Bilgi Diyarı

Aşağıdaki Kutu ile Sonsuz Bilgi Diyarı'nda İstediğinizi Arayabilirsiniz...

At kuyruğu

  • Okunma : 361

AT KUYRUĞU, Avustralya ve Yeni Zelanda dışında dünyanın her yerindeki zengin ve nemli topraklarda yetişen atkuyruklarının (Equisetum) 30 kadar türü vardır. Bu çokyıllık bitkilerin gövdesi sanki üst üste eklenen küçük parçalardan oluşmuş gibi eklemli ve boğumlu, gövdenin içi de boydan boya oyuk ve boştur. Yapraklar iyice küçülmüş ve her boğumu sıkıca saran birer kılıfa dönüşmüştür. Bitkinin dokularında bol miktarda silis bulunduğu için, dokunulduğu zaman ele sert ve pürüzlü gelir. Hatta Avrupa’da yetişen Equi-setum hyemale türünün yaz-kış yeşil kalan sürgünlerinde silis oranı o kadar yüksektir ki, bazı Avrupa ülkelerinde bu sürgünler mobilyaları ve döşeme tahtalarım parlatmakta kullanılır. Atkuyrukları toprakaltındaki köksaplarla (rizom) ve kozalağı andıran sporkesesi başaklarından (strobil) saçılan sporlarla ürer.

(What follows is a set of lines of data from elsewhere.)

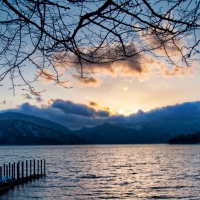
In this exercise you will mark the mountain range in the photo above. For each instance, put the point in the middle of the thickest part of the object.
(20, 129)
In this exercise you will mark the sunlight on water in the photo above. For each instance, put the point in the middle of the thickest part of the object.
(105, 172)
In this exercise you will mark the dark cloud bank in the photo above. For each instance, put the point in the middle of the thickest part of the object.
(76, 116)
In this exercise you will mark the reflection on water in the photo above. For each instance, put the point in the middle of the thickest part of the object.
(110, 171)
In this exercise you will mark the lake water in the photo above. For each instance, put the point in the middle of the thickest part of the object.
(109, 172)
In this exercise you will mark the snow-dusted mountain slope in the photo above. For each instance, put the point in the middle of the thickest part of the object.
(19, 129)
(36, 120)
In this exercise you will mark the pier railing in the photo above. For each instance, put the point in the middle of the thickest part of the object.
(21, 172)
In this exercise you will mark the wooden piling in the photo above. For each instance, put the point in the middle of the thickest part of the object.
(26, 168)
(18, 170)
(34, 167)
(12, 175)
(44, 167)
(30, 168)
(41, 166)
(14, 170)
(22, 169)
(7, 171)
(38, 167)
(4, 169)
(0, 173)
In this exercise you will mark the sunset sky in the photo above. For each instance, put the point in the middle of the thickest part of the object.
(120, 89)
(113, 96)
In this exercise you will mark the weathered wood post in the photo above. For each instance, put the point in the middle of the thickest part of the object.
(26, 168)
(14, 170)
(6, 171)
(34, 167)
(9, 169)
(22, 170)
(44, 167)
(41, 166)
(38, 163)
(0, 173)
(30, 168)
(17, 170)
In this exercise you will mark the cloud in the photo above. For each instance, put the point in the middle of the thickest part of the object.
(70, 107)
(75, 116)
(86, 81)
(3, 102)
(92, 103)
(142, 66)
(27, 96)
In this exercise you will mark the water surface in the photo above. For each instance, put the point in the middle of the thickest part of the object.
(109, 172)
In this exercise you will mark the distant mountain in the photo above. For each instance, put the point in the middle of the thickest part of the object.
(137, 133)
(20, 129)
(36, 120)
(186, 139)
(17, 128)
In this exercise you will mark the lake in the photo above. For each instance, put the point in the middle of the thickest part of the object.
(109, 172)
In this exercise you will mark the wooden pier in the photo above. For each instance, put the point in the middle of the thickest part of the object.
(20, 172)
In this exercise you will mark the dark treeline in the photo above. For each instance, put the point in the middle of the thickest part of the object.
(186, 139)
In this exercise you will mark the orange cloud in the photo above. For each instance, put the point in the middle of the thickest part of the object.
(86, 81)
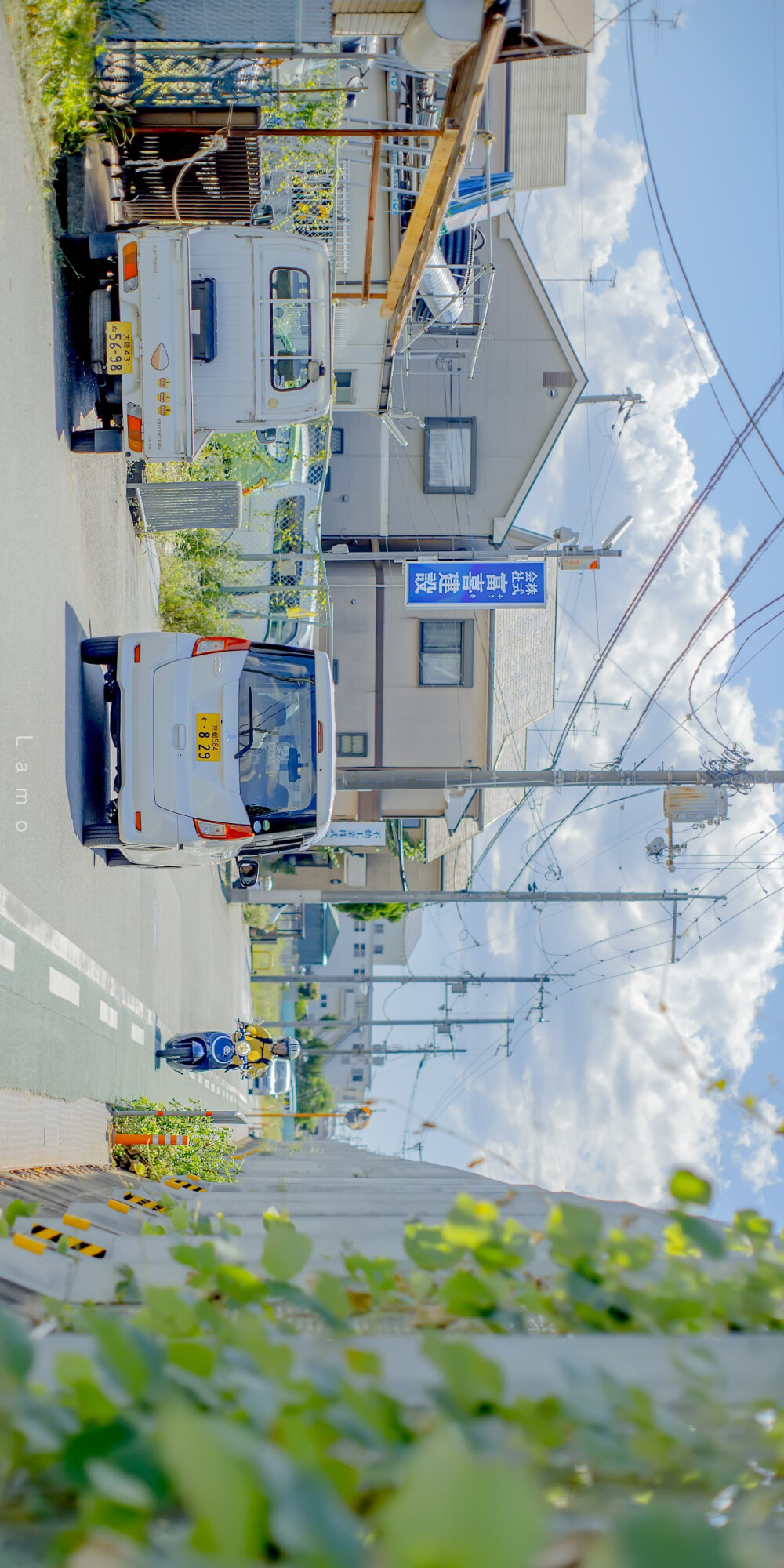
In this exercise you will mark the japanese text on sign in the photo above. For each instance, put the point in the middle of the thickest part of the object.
(481, 583)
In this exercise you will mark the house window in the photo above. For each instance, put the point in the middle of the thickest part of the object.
(344, 387)
(446, 653)
(451, 457)
(557, 379)
(352, 744)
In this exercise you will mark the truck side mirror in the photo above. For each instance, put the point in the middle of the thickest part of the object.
(249, 873)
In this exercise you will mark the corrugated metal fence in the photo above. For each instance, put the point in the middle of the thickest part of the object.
(222, 21)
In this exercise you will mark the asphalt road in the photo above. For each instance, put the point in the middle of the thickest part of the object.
(92, 957)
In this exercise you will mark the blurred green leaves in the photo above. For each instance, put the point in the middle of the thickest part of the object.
(205, 1426)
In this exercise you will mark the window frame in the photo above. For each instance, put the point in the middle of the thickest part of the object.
(357, 735)
(344, 387)
(470, 423)
(466, 653)
(302, 380)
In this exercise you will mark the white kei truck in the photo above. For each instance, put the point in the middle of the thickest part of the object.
(225, 749)
(197, 330)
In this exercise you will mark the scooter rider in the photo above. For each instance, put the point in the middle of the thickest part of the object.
(256, 1047)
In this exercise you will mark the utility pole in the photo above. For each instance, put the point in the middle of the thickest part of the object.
(548, 779)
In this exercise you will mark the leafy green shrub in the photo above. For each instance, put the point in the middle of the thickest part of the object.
(208, 1156)
(194, 567)
(198, 1428)
(313, 1091)
(413, 849)
(228, 457)
(56, 45)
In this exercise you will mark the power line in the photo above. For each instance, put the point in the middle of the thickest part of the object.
(675, 539)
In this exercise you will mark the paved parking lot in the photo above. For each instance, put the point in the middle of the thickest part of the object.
(137, 946)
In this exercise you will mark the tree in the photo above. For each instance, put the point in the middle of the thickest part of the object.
(313, 1091)
(377, 912)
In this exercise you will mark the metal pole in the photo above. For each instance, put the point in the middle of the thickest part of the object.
(611, 397)
(300, 896)
(387, 1051)
(410, 1023)
(545, 779)
(328, 979)
(484, 551)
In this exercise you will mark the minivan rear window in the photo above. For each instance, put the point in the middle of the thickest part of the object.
(277, 739)
(289, 327)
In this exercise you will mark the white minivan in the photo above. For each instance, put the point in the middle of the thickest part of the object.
(222, 328)
(223, 747)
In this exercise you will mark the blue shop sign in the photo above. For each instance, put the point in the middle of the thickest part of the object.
(501, 584)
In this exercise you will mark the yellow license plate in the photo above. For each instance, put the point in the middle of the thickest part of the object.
(120, 349)
(208, 738)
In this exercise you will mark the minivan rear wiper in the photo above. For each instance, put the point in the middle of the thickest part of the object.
(238, 755)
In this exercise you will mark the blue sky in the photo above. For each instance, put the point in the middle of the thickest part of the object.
(609, 1094)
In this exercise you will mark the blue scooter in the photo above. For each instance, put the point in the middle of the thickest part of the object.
(201, 1051)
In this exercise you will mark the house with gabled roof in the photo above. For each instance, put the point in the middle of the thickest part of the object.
(445, 686)
(468, 432)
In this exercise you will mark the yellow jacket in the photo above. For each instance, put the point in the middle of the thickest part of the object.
(260, 1047)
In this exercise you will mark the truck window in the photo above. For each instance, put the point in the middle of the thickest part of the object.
(289, 327)
(277, 749)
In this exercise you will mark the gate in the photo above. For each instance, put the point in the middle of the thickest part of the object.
(170, 76)
(222, 187)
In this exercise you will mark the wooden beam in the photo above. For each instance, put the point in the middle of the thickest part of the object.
(463, 107)
(372, 205)
(419, 217)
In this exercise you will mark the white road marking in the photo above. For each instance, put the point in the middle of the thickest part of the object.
(64, 985)
(27, 921)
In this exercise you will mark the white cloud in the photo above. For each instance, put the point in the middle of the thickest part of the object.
(609, 1095)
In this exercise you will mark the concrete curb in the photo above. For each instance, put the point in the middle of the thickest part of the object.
(37, 1131)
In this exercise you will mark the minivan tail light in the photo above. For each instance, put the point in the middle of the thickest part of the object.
(131, 267)
(223, 830)
(219, 645)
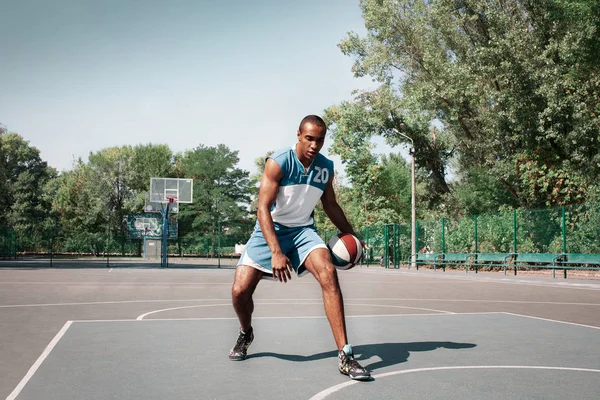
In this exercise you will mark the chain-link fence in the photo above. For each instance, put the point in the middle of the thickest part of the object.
(567, 229)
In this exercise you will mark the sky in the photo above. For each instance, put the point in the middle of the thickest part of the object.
(78, 76)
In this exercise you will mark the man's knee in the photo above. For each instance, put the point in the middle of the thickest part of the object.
(244, 284)
(323, 269)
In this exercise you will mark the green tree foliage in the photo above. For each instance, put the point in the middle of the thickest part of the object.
(513, 85)
(4, 201)
(25, 209)
(221, 194)
(81, 207)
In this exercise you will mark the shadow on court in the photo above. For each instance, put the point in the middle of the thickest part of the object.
(389, 353)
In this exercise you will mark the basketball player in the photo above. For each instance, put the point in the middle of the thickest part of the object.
(285, 238)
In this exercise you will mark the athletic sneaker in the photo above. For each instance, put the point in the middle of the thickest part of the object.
(238, 352)
(349, 366)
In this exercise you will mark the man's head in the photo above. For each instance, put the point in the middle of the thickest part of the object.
(311, 137)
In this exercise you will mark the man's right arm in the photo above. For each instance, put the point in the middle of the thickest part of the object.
(269, 187)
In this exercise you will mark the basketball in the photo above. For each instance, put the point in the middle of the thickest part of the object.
(346, 250)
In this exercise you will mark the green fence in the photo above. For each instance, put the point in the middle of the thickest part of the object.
(567, 229)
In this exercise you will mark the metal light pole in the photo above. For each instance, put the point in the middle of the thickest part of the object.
(413, 239)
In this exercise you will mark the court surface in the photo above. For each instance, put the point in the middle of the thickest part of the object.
(151, 333)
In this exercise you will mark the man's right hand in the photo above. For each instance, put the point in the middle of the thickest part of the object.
(282, 267)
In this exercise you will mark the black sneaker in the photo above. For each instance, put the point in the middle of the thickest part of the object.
(349, 366)
(238, 353)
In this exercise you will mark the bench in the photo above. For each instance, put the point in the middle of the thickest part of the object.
(456, 259)
(492, 259)
(579, 261)
(548, 260)
(426, 258)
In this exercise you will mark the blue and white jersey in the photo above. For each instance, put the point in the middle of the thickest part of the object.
(299, 190)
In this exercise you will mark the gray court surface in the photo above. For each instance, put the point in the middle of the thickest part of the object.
(165, 334)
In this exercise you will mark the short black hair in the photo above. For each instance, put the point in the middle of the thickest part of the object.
(313, 119)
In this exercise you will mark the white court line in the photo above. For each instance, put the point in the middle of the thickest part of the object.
(287, 304)
(279, 317)
(552, 320)
(39, 361)
(323, 394)
(483, 279)
(288, 300)
(120, 283)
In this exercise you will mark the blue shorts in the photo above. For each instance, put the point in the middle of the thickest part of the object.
(296, 243)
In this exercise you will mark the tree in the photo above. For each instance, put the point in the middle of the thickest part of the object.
(221, 194)
(513, 86)
(25, 209)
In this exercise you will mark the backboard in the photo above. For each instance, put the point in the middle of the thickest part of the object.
(158, 207)
(163, 189)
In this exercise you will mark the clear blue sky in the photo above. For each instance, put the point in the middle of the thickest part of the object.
(81, 75)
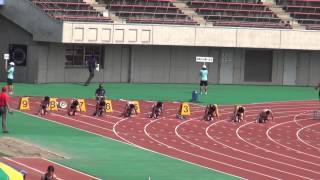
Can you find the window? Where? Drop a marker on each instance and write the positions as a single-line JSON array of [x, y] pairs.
[[76, 55]]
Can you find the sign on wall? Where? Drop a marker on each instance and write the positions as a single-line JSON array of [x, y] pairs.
[[204, 59], [18, 54]]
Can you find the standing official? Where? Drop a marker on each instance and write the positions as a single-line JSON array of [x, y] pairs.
[[203, 79], [4, 107], [10, 77], [92, 62]]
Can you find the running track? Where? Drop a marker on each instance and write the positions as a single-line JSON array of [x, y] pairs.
[[288, 148]]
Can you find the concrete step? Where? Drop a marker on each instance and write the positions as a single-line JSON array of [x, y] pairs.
[[181, 4], [103, 10], [283, 15]]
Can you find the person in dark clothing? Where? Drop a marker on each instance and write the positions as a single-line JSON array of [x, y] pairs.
[[211, 112], [43, 110], [49, 175], [91, 66], [238, 113], [318, 88], [100, 92], [100, 107], [129, 110], [264, 116], [156, 110], [73, 107]]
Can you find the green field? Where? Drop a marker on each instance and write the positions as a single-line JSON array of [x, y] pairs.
[[109, 159]]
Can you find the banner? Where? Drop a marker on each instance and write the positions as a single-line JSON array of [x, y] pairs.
[[204, 59]]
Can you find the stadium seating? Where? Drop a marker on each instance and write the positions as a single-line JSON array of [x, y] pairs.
[[245, 13], [70, 10], [148, 11], [307, 12]]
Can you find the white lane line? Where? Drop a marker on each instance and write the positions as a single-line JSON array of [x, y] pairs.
[[300, 139], [140, 147], [195, 155], [29, 167], [85, 174], [239, 159], [269, 137], [255, 155], [242, 139]]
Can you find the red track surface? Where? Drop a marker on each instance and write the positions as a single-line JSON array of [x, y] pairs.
[[287, 148], [36, 167]]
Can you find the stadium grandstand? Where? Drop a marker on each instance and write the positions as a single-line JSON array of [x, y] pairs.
[[160, 89], [158, 40]]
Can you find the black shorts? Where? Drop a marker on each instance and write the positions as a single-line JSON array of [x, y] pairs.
[[203, 83], [9, 81], [3, 110]]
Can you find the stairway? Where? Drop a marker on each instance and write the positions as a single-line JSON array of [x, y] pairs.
[[284, 16], [103, 10], [181, 4]]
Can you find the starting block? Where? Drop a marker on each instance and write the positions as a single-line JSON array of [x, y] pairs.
[[53, 105], [316, 115], [82, 106], [136, 104], [185, 109], [24, 103], [109, 106]]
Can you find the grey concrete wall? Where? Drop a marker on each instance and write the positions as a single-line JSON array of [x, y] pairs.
[[33, 20], [226, 66], [308, 68], [289, 68], [153, 64], [10, 33], [172, 64], [314, 68]]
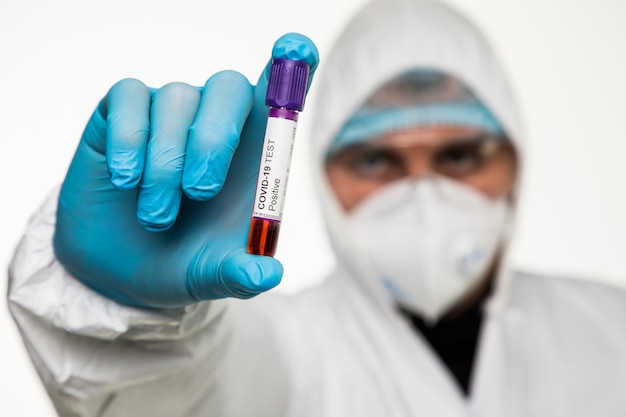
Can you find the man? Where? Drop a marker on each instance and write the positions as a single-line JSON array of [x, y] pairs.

Adi at kuyruğu (Equisetum arvense) Avrupa, Asya ve Kuzey Amerika’daki akarsu kıyılarında çok yaygındır. Anadolu’nun birçok yerinde kırkkilitotu ve eklemotu adıyla bilinen bu bitki en çok 30 santimetreye kadar boylanır. Kuzey Amerika ve Asya’da yetişen dev atkuyruğunun (Equisetum praealtum) uzunluğu 3,5 metreyi, Güney Amerika’da yetişen en uzun türün boyu ise 10 metreyi bulur. Bu incecik gövdeli bitki ancak çevresindeki otlara ve çalılara yaslanarak büyüyebilir.

Atkuyrukları yeryüzünün en eski bitkilerin-dendir. Jura Dönemi’nden, yaklaşık 160 milyon yıl öncesinden kalma fosil örnekleri bulunmuştur. Bu örnekler günümüzden 300 milyon yıl önce, Karbonifer Dönem’de yaşamış olan ağaç büyüklüğündeki atkuyruklarına çok benzer. Jeolojik çağlarda bütün yeryüzüne egemen olan bu bitkilerin pek az bir bölümü soyunu sürdürerek günümüze kadar gelebilmiştir.